Methods: An autopsy was performed within 4 hrs of death on a 44 yr old male with AIDS, a CD4+ T-cell count of 25 cells/mm3 and a viral load of 270,000 copies/ml. Pre-mortem neuro-imaging showed brain atrophy and neuropsychological testing showed mild cognitive impairment with an AIDS Dementia Complex (ADC) score of 1. Brain tissue was harvested for the isolation of microglia from diverse brain regions including basal ganglia, white matter, cortex, cerebellum, and anterior frontal cortex. Plasma, serum, and cerebrospinal fluid were also obtained.

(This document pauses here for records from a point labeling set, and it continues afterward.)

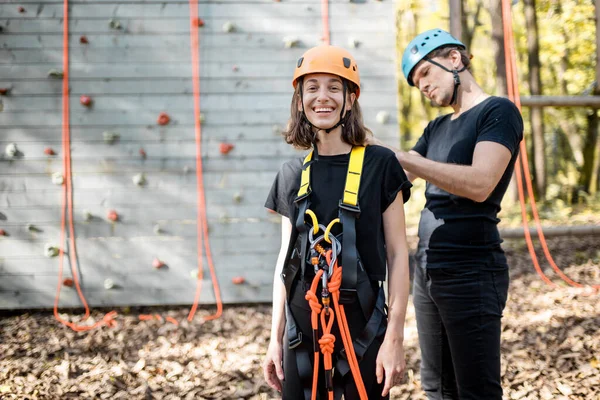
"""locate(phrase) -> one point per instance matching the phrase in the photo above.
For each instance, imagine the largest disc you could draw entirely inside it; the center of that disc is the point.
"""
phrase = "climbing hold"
(55, 73)
(225, 148)
(291, 41)
(353, 42)
(163, 119)
(238, 280)
(108, 284)
(238, 197)
(112, 216)
(228, 27)
(114, 24)
(50, 250)
(85, 101)
(139, 179)
(33, 228)
(110, 137)
(11, 150)
(58, 178)
(382, 117)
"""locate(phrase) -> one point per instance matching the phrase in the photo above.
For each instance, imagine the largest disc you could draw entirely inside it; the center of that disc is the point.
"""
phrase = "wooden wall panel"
(134, 73)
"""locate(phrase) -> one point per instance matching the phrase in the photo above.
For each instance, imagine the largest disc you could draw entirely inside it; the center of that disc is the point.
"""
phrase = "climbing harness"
(314, 245)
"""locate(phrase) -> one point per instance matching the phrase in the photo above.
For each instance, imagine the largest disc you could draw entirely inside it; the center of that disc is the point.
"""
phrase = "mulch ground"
(551, 345)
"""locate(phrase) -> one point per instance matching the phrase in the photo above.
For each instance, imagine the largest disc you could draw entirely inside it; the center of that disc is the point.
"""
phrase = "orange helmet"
(329, 60)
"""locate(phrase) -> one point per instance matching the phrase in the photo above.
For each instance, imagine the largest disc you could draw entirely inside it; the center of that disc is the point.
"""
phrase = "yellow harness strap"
(357, 156)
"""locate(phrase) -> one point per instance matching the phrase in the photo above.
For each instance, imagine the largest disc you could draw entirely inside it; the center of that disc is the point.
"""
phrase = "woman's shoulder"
(379, 153)
(291, 168)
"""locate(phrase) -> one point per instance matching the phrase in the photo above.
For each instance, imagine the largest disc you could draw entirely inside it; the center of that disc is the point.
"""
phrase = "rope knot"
(327, 343)
(313, 302)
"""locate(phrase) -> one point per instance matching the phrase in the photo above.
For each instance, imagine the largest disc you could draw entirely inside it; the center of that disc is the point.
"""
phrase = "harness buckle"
(351, 208)
(295, 342)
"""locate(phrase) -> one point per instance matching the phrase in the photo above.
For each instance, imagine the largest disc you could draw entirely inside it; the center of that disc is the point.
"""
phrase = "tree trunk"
(495, 8)
(589, 152)
(538, 145)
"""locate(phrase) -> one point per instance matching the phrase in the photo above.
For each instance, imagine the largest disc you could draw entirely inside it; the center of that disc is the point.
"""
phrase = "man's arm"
(475, 181)
(372, 140)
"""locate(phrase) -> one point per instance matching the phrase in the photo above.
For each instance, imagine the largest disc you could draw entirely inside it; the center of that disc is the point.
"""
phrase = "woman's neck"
(331, 144)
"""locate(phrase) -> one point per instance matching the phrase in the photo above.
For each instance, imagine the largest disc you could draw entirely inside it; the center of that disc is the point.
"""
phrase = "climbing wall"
(133, 143)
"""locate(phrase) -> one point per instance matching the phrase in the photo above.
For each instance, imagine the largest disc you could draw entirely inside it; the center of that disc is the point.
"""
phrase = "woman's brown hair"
(300, 134)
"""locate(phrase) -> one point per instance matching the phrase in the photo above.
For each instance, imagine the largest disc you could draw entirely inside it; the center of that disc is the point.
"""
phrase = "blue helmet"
(422, 45)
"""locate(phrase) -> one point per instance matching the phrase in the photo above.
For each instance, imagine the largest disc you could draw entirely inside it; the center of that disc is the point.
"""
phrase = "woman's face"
(323, 98)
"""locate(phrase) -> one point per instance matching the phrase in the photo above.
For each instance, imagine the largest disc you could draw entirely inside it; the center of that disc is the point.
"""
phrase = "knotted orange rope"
(327, 340)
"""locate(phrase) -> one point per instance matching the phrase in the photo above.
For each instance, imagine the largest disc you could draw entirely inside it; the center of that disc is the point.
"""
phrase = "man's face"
(435, 83)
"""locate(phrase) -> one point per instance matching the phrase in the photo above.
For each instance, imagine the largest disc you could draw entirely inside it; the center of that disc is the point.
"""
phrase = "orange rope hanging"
(67, 202)
(202, 225)
(513, 94)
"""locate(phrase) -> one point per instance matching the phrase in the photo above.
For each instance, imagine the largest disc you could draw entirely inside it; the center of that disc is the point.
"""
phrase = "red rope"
(67, 202)
(325, 21)
(513, 94)
(202, 225)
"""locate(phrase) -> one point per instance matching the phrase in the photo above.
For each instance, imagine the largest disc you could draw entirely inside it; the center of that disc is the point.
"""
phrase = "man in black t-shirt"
(461, 282)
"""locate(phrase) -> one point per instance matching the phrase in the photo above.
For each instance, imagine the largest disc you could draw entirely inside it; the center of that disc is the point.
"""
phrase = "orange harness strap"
(513, 95)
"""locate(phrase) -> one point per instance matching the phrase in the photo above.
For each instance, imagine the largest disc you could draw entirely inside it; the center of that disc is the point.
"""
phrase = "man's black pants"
(458, 312)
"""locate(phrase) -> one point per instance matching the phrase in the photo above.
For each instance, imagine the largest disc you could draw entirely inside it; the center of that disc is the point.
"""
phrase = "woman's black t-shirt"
(382, 178)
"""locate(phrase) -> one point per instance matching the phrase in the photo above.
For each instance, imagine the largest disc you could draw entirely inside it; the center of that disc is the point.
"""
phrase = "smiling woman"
(342, 205)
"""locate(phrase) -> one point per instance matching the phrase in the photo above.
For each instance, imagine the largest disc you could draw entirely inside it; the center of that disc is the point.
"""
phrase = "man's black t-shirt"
(453, 230)
(382, 178)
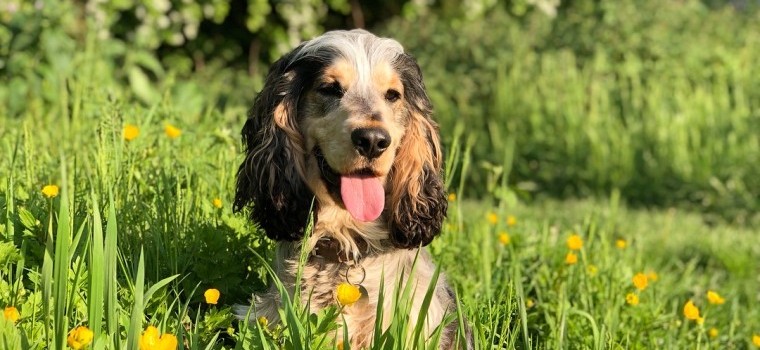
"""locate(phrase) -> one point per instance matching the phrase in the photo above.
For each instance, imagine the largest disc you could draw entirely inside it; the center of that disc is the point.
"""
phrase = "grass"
(163, 242)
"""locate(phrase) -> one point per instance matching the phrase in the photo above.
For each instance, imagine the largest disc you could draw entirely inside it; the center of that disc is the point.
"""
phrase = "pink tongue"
(363, 196)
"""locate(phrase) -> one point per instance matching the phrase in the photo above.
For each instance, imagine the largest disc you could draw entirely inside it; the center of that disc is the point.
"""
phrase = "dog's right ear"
(271, 176)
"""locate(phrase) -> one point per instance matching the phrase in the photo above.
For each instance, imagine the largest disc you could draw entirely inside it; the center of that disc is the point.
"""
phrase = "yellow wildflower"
(130, 132)
(640, 281)
(11, 314)
(492, 218)
(152, 340)
(632, 299)
(714, 298)
(691, 311)
(504, 238)
(50, 191)
(172, 131)
(211, 295)
(79, 337)
(713, 332)
(592, 270)
(571, 258)
(347, 294)
(652, 276)
(574, 242)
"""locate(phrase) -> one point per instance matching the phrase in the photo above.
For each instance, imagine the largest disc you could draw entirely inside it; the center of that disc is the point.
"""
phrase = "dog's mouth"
(361, 191)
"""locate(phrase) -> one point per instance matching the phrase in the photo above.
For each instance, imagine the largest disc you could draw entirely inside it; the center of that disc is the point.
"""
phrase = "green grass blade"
(61, 267)
(97, 279)
(135, 323)
(111, 282)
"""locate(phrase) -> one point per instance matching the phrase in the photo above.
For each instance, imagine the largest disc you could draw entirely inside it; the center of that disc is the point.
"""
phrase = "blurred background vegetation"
(659, 100)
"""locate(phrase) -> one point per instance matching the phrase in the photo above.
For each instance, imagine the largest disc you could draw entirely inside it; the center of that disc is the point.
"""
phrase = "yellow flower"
(571, 258)
(50, 191)
(172, 131)
(640, 281)
(152, 340)
(652, 276)
(492, 218)
(347, 294)
(511, 221)
(713, 332)
(574, 242)
(691, 311)
(11, 314)
(504, 238)
(131, 132)
(714, 298)
(632, 299)
(211, 295)
(79, 337)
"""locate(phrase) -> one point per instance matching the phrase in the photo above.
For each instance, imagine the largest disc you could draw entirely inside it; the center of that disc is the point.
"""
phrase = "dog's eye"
(331, 89)
(392, 95)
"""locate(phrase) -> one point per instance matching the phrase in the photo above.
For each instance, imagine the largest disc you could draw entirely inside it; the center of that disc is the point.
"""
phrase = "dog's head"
(344, 118)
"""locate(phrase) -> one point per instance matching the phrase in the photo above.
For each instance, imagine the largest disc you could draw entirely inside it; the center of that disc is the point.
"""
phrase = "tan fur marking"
(413, 155)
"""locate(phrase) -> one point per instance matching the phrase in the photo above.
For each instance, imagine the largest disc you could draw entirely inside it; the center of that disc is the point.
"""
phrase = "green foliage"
(605, 96)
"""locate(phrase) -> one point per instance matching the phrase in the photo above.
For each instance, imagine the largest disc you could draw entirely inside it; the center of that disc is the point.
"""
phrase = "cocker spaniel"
(341, 135)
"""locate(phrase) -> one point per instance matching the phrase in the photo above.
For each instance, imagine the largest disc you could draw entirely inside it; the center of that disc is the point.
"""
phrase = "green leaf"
(27, 218)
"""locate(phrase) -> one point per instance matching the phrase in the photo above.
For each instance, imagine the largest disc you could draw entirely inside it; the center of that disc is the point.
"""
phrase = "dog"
(341, 136)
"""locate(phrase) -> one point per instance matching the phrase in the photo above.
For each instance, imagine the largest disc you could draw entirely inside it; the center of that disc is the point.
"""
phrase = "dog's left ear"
(418, 200)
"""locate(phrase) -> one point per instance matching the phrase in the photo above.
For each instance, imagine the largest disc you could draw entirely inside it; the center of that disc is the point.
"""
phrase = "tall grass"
(621, 96)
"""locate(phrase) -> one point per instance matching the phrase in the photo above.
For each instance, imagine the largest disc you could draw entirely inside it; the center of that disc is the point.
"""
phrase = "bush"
(613, 96)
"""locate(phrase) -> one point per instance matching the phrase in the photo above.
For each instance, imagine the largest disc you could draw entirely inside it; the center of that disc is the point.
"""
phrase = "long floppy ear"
(418, 200)
(271, 176)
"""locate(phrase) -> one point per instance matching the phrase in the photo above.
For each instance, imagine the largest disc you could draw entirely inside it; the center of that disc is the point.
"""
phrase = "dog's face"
(356, 117)
(344, 118)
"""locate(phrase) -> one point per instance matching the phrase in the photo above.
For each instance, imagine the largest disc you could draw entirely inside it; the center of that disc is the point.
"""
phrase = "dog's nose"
(371, 142)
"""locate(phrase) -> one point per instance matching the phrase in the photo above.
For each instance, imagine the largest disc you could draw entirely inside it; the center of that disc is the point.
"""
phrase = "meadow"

Results: Highly pure preparations of microglial cells were obtained as demonstrated by CD68 antigen expression. Multi-nucleated giant cells were observed in cultures starting at 8-10 days after cell cultivation. Within two wks basal ganglia, cortex, and white matter microglia demonstrated significant cytopathic effects. Viral replication was confirmed by RT activity. Peripheral nerve and CD40 ligand were used to study microglial responses to immune stimuli. Tumor necrosis factor alpha (TNF-alpha) served as an indicator of immune activation. Microglial cells produced high levels of TNF-alpha after activation and responded readily to injury stimuli. Cellular extracts of microglial cells were analyzed on ProteinChip to obtain bio-marker profiles.
Conclusions: This is a first report of a rapid autopsy on a patient with HIV-1 encephalitis with successful isolation of microglia and infectious virus. These studies on primary, ex vivo neural cells provide novel tools to study neuropathogenesis of HIV-1-associated dementia.